そりゃ不安ですよ。一機種がもたらす通信量としては莫大。ソフトバンクがパソコン用のデータカードをやらない理由は、データカードのパケット負荷が通常の端末の20倍以上あるから。100万枚データカードが出ると、2000万の携帯電話ユーザーと同じくらいのネットワークキャパシティを用意しないといけない。
ライバルが定額料金でデータカードを始めたとき、「ソフトバンクはすぐについてくるはず。そうしたらやつらは崩壊する」と読んでいたらしい。彼らの分析も正しいし(笑)、僕も錯覚はしていない。

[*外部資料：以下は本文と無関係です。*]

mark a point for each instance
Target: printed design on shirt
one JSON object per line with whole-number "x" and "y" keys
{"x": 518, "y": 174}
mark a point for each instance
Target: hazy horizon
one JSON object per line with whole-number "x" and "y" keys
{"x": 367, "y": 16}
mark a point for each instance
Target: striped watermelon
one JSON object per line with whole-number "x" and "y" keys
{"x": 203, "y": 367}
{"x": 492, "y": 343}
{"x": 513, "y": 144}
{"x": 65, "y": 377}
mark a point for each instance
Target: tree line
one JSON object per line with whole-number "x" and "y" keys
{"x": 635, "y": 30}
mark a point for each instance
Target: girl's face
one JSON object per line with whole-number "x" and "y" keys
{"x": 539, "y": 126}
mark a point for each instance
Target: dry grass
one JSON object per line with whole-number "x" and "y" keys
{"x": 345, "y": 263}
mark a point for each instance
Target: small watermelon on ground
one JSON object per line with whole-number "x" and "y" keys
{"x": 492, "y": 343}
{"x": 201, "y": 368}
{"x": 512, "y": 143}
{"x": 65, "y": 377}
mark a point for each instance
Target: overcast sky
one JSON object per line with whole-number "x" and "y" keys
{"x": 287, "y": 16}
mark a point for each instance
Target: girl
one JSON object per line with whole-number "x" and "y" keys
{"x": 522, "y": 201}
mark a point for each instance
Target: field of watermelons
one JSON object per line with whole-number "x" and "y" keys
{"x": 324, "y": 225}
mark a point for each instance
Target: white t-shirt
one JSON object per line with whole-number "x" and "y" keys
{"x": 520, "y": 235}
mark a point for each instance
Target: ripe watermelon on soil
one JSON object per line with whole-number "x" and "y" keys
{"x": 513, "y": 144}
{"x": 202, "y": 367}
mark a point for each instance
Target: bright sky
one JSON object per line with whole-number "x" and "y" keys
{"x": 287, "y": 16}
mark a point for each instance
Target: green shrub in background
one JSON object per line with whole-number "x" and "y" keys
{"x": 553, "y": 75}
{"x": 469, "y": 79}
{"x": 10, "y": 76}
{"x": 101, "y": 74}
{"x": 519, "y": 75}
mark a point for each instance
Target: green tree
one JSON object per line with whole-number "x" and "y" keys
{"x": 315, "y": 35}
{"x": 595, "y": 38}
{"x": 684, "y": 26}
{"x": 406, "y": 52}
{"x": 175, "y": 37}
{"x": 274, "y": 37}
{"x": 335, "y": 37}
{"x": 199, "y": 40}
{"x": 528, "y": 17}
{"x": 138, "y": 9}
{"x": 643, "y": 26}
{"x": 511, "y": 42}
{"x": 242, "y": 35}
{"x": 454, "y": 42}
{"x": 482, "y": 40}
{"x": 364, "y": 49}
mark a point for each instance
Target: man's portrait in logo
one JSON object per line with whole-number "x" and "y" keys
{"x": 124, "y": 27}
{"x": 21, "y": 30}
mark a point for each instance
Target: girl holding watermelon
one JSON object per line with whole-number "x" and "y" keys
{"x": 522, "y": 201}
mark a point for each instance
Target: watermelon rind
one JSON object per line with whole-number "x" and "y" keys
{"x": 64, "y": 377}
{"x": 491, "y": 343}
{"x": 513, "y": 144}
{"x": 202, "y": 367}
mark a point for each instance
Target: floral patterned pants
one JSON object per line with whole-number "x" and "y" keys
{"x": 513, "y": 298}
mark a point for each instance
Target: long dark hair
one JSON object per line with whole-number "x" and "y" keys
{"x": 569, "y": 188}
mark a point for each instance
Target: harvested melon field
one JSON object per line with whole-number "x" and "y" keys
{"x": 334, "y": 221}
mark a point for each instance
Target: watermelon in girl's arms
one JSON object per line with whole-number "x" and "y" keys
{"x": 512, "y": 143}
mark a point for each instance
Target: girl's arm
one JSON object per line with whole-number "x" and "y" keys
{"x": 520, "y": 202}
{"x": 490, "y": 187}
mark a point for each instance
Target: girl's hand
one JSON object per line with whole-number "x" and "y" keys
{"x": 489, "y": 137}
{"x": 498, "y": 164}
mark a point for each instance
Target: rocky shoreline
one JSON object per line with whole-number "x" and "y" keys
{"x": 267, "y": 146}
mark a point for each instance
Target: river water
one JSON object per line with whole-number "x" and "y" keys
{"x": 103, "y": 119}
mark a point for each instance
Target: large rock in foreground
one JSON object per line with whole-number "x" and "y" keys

結論を言えば、アイフォーン導入に向けて準備をしてきたので大丈夫。でも、実際の動向を見てみないと正直ドキドキですよ。自宅でWi‐Fi(無線LAN)経由でつないでくれる人が、5%いるのか10%いるのか。ヘビーユーザーが少しでもそうしてくれるとかなり楽になる。発売後2週間は特別体制でネットワークの状況を見続けます。
--無線LAN接続を推奨していく必要がある、と。
僕が管理している投資を削ってでもいいから、アイフォーン購入者には無線LANルーターを1個ずつプレゼントしたいと思っているくらい。自宅ではぜひ無線LANでつないでほしい。You Tubeやナビなどは、3Gネットワークよりもサクサク動きますから。
アイフォーンは、通信キャリアとユーザーさんの共同事業。もし3Gネットワークが集中的に使われるようであれば増強投資が必要になるので、どうしてもサービス対価が上がってくる。僕らとしてもそうした事情をオープンにしたいと思っていて、すでに音声では、ホワイトプランでわかりやすく提示したつもり。「この時間帯はあまり使わないので好き放題しゃべってくれ。この時間帯は重たいので課金させてもらう」と、通信キャリアの構造を説明している。
ユーザーさんとの信頼関係が深くなって、仮に家で無線LAN経由にしてくれる人が半分いたら、料金は半額にできる。ユーザーとキャリアが共存できるような使い方をしてくれたら世の中は変わると思うし、逆にガンガン3Gに負荷を与えられたとしたら、音を上げるかもしれない。